A Parents Purpose
“Husband and wife have a solemn responsibility to love and care for each other and for their children. “Children are an heritage of the Lord” (Psalm 127:3). Parents have a sacred duty to rear their children in love and righteousness, to provide for their physical and spiritual needs, and to teach them to love and serve one another, observe the commandments of God, and be law-abiding citizens wherever they live. Husbands and wives—mothers and fathers—will be held accountable before God for the discharge of these obligations.

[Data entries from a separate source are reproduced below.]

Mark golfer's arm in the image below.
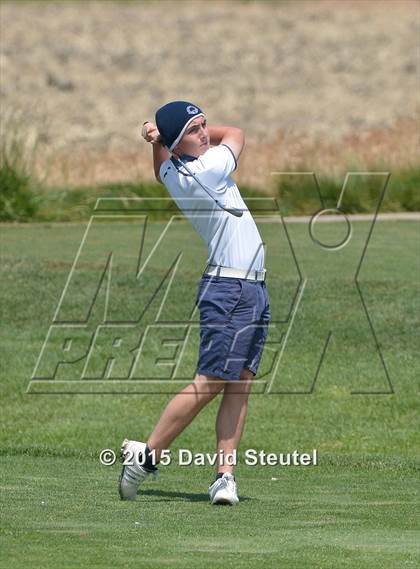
[209,126,245,160]
[153,143,170,184]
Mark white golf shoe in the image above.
[118,439,157,500]
[209,472,239,506]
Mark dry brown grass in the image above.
[0,0,420,187]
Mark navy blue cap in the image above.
[156,101,204,151]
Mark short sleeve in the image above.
[194,144,236,189]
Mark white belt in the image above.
[204,265,266,281]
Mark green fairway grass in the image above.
[0,219,420,569]
[1,456,420,569]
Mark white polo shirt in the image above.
[159,144,264,271]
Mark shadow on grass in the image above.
[137,490,251,502]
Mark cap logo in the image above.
[186,105,198,115]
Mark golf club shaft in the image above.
[166,147,243,217]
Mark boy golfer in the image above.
[119,101,270,505]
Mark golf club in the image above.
[165,150,243,217]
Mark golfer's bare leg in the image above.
[147,375,226,460]
[216,368,254,472]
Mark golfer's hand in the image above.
[141,122,161,144]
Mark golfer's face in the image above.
[176,117,210,156]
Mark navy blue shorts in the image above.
[196,275,270,380]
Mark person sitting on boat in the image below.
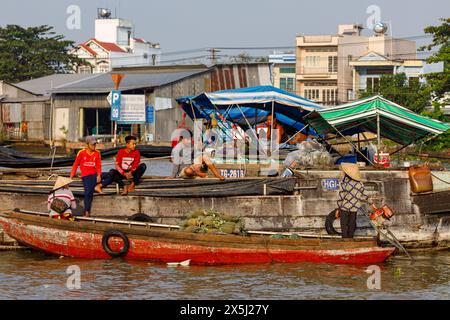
[70,136,102,217]
[95,136,147,195]
[48,177,77,220]
[172,135,225,180]
[336,162,369,238]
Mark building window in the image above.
[366,77,380,91]
[305,56,320,67]
[98,63,109,73]
[328,56,337,72]
[280,67,295,73]
[305,47,337,52]
[347,89,355,101]
[78,66,92,74]
[305,89,320,101]
[408,77,419,85]
[280,77,295,92]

The family is ordained of God. Marriage between man and woman is essential to His eternal plan. Children are entitled to birth within the bonds of matrimony, and to be reared by a father and a mother who honor marital vows with complete fidelity. Happiness in family life is most likely to be achieved when founded upon the teachings of the Lord Jesus Christ. Successful marriages and families are established and maintained on principles of faith, prayer, repentance, forgiveness, respect, love, compassion, work, and wholesome recreational activities. By divine design, fathers are to preside over their families in love and righteousness and are responsible to provide the necessities of life and protection for their families. Mothers are primarily responsible for the nurture of their children. In these sacred responsibilities, fathers and mothers are obligated to help one another as equal partners. Disability, death, or other circumstances may necessitate individual adaptation. Extended families should lend support when needed.” - The Family: A Proclamation to the World
As stated above, a parents purpose is to teach a child and love them. Parents will be held accountable to God for following through with these things. One of the things that stood out to me the most was the last sentence in the above quote. “extended families should lend support when needed.” This stuck out to me because when I was single and living with my family my extended family would have been grandparents and uncles and Aunts and so on. Although, now that I am married my family is my husband and I. Now my extended family are my parents and sisters. They are there for me when I need support. My parents weren’t perfect, no parent is, but they did prepare me well for living with my husband. They taught me how to serve, how to love, how to listen and be a comfort. They taught me to pray in times of hardship and they told me that no matter what I do or where I go they will always love me the same. Now i understand that they did not say that so i can go see how far i can push that until they take it back but i see it more as a comfort. i took this as things that i say or do in moments of high emotion or stress, my parents will be understanding and forgiving of those things. at least this is how I understood it. I can’t say i understand what’s it’s like to be a parent but i know it involves sacrifice. an example of this would be my husband when he was little. He had a single mother who worked countless hours a day to make my husbands life comfortable when he was little. She sacrificed time with her child to make sure he had food, clothes, a home and some extras. That is what she had to sacrifice at the time, but now that my husband is grown and married she gives both of us her attention and her time even though she doesn’t have to. I know that all parents out there who are trying their best will be blessed and i wish strength and comfort for all of them.